Given a simple Apache Storm Topology that makes use of the Stream API, there are two ways of initializing an Stream:
Version 1 - implicit declaration
StreamBuilder builder = new StreamBuilder();
builder
.newStream(new IntSpout(), new ValueMapper<Integer>(0), 1)
.filter(x -> x > 5)
.print();
Result: This worked as expected, it only prints integers > 5.
Version 2 - explicit declaration
Stream<Integer> integerStream = builder.newStream(new IntSpout(), new ValueMapper<Integer>(0), 1);
integerStream.filter(x -> x > 5);
integerStream.print();
Result: This did not work - all tuples were printed, including integers < 5.
Question: Why does this explicit declaration not work properly and how to fix that?

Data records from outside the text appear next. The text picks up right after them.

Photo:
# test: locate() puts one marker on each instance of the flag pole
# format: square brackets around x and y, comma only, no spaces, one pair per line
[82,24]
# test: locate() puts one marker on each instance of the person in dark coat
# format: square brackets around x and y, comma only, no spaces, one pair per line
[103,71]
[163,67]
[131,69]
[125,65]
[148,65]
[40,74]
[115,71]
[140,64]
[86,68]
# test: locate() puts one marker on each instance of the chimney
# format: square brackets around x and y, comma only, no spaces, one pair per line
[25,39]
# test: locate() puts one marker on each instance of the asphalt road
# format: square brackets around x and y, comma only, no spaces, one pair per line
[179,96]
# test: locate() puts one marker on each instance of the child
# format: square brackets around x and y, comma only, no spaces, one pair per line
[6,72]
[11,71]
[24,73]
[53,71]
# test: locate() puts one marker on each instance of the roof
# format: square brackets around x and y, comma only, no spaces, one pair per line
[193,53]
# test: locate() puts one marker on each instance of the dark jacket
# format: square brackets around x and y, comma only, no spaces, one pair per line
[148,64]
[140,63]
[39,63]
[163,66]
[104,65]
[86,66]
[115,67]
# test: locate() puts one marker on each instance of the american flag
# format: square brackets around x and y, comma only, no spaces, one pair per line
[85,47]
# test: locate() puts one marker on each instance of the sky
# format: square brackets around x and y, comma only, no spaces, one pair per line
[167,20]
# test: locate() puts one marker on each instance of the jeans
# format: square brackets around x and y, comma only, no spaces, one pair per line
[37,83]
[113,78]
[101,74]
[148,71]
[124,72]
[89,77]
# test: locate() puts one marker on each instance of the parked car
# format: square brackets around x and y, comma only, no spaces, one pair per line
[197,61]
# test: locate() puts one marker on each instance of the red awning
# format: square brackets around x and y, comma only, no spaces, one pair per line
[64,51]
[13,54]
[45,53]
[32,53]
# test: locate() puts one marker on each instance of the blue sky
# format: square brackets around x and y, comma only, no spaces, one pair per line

The topologies were ran on an local cluster where IntSpout
is just an simple spout that emits random integers with the following commands:
StormTopology topo = builder.build();
LocalCluster cluster = new LocalCluster();
cluster.submitTopology("test", new HashMap<>(), topo);
That's because integerStream.filter(x -> x > 5);
returns a new stream that you ignore.
This works:
Stream<Integer> integerStream = builder.newStream(new IntSpout(), new ValueMapper<Integer>(0), 1);
Stream<Integer> filteredStream = integerStream.filter(x -> x > 5);
filteredStream.print();
There is also a syntax error in your first example. It has an extra semicolon at the end of the fourth line.
StreamBuilder builder = new StreamBuilder();
builder
.newStream(new IntSpout(), new ValueMapper<Integer>(0), 1)
.filter(x -> x > 5) // <= there was a semicolon here
.print();